It’s ironic that the future of the Affordable Care Act (“ACA;” “Obamacare”), with it’s all-consuming scope that impacts 1/6 of the U.S. economy under the guise of healthcare reform, may reside with the vote of the nine jurists on the Supreme Court. In all likelihood, the actual outcome will rest with just two, Justices’ Roberts and Kennedy. A 5-4 or 6-3 decision, either way, should not surprise court-watchers.
In the current court case, King v Burwell, the issue at stake is whether subsidy payments can be made to those who purchase their health insurance coverage from the federal exchange (“Healthcare.gov,”) as opposed to a state exchange. Proponents of the ACA claim that the language in the law that clearly states that subsidies are only available to those who receive their coverage from an exchange “established by a State,” was a drafting error. This should not be a tough read, particularly when the word “State” was defined in the Act to mean an individual State with a capital “S.” As I point out in my new book, Killing Healthcare: How the ACA is Murdering the U.S. Healthcare System (https://wbcbaltimore.com/books/ ), Dr. Jonathan Gruber, an M.I.T. economics professor and a principal consultant who helped develop the ACA, claims that this “oversight” was crafted intentionally. Gruber says that the limitation of subsidies to only state exchanges was designed to induce the states to establish their own exchange. When 34 states still did not take the bait, Obamacare was set up for this type of legal showdown.
Keep in mind that this is Round 2, same court but different issue. The first Supreme Court review occurred in 2012 and addressed the issue of whether the ACA had the authority to mandate individuals purchase health insurance or face a penalty. That review resulted in a 5-4 decision when Justice Roberts sided with his more liberal-leaning colleagues to opine that the proposed penalty for not buying health insurance was not a fee, but in fact, a tax, and fell within the taxing authority of Congress.
The latest opinion, may in fact, be already completed, and is only being held for a future public release. The announcement is expected before the end of June, and may actually occur next week. Based on the questions asked by the Court during oral arguments, many commentators have predicted that Kennedy and Roberts would vote to maintain the subsidies. I believe this is a likely outcome, and one that hinges not on the letter of the law (I believe the law language is crystal-clear), but the desire to not be held responsible for a media blitz that will claim that the country’s health insurance marketplace is in turmoil as a result.
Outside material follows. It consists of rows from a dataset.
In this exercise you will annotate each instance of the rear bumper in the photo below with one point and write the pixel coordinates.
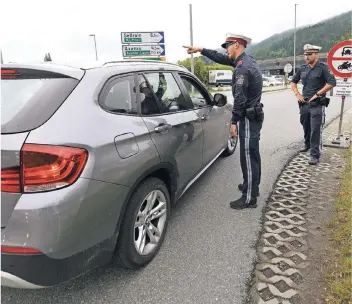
(40, 271)
(10, 280)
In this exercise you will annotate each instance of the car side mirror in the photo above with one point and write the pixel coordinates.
(220, 100)
(174, 108)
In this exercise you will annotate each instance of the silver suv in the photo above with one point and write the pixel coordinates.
(92, 160)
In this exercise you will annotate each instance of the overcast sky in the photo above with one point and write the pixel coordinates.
(29, 29)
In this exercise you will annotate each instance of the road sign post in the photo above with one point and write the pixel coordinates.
(340, 63)
(287, 70)
(143, 45)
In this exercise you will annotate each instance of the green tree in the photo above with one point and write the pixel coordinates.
(201, 70)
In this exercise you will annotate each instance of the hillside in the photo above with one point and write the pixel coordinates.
(325, 34)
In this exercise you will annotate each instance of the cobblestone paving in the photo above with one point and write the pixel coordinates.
(282, 255)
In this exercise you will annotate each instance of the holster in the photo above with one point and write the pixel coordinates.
(321, 101)
(255, 113)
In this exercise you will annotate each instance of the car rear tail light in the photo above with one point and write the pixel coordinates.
(10, 180)
(19, 250)
(44, 168)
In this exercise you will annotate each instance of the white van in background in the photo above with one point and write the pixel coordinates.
(220, 77)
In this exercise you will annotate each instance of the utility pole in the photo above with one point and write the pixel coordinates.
(191, 30)
(95, 45)
(294, 45)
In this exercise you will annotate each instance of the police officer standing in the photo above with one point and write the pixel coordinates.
(247, 112)
(317, 80)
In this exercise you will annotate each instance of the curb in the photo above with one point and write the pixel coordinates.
(282, 249)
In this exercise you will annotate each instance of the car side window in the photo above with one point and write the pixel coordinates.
(198, 97)
(167, 92)
(120, 96)
(149, 104)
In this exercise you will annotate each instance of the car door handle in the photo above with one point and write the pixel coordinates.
(162, 128)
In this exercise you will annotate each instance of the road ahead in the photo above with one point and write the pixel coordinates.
(209, 249)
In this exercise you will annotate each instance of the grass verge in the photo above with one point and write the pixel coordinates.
(338, 273)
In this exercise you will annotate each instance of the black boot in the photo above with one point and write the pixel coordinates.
(304, 149)
(241, 203)
(240, 187)
(313, 161)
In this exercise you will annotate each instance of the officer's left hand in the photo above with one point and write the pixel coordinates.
(315, 96)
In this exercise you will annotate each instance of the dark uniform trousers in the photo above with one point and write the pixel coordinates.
(313, 119)
(249, 134)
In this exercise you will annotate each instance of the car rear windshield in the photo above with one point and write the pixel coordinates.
(29, 98)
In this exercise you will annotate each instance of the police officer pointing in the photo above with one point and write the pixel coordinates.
(316, 80)
(247, 112)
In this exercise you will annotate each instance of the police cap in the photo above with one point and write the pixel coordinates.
(309, 48)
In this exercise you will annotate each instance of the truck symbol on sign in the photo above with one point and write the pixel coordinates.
(347, 50)
(345, 66)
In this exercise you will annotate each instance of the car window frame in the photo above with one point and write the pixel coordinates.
(210, 101)
(107, 86)
(172, 72)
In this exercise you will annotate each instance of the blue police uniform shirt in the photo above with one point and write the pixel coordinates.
(314, 79)
(247, 82)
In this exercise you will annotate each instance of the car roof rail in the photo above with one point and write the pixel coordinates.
(142, 61)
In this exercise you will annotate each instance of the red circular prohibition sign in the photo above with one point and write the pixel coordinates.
(342, 59)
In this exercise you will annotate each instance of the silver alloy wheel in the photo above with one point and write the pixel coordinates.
(231, 143)
(150, 222)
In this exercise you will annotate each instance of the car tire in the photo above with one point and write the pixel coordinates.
(126, 253)
(231, 147)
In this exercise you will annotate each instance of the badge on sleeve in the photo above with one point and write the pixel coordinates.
(239, 80)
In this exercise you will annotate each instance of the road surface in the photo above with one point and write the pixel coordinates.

Interestingly, there is a dramatic change in the comments coming out from the Obama Administration this week regarding the decision. In the past, Health and Human Services Secretary Burwell and other Obamacare surrogates, have stated that there is no contingency plan in place in the event the subsidies fail. They present an opinion that thinking of an alternative is impossible, because of the chaos that would ensue. This week, however, even President Obama, after giving a cheap shot to the Court, says that Congress would be able to fix the problem easily, by simply agreeing to edit that little four word sentence mentioned above (“established by a State.”) This current tone makes me wonder if the Court’s decision has been leaked and has come down against the subsidies, and whether the Administration is trying to put pressure on Congress for quick fix?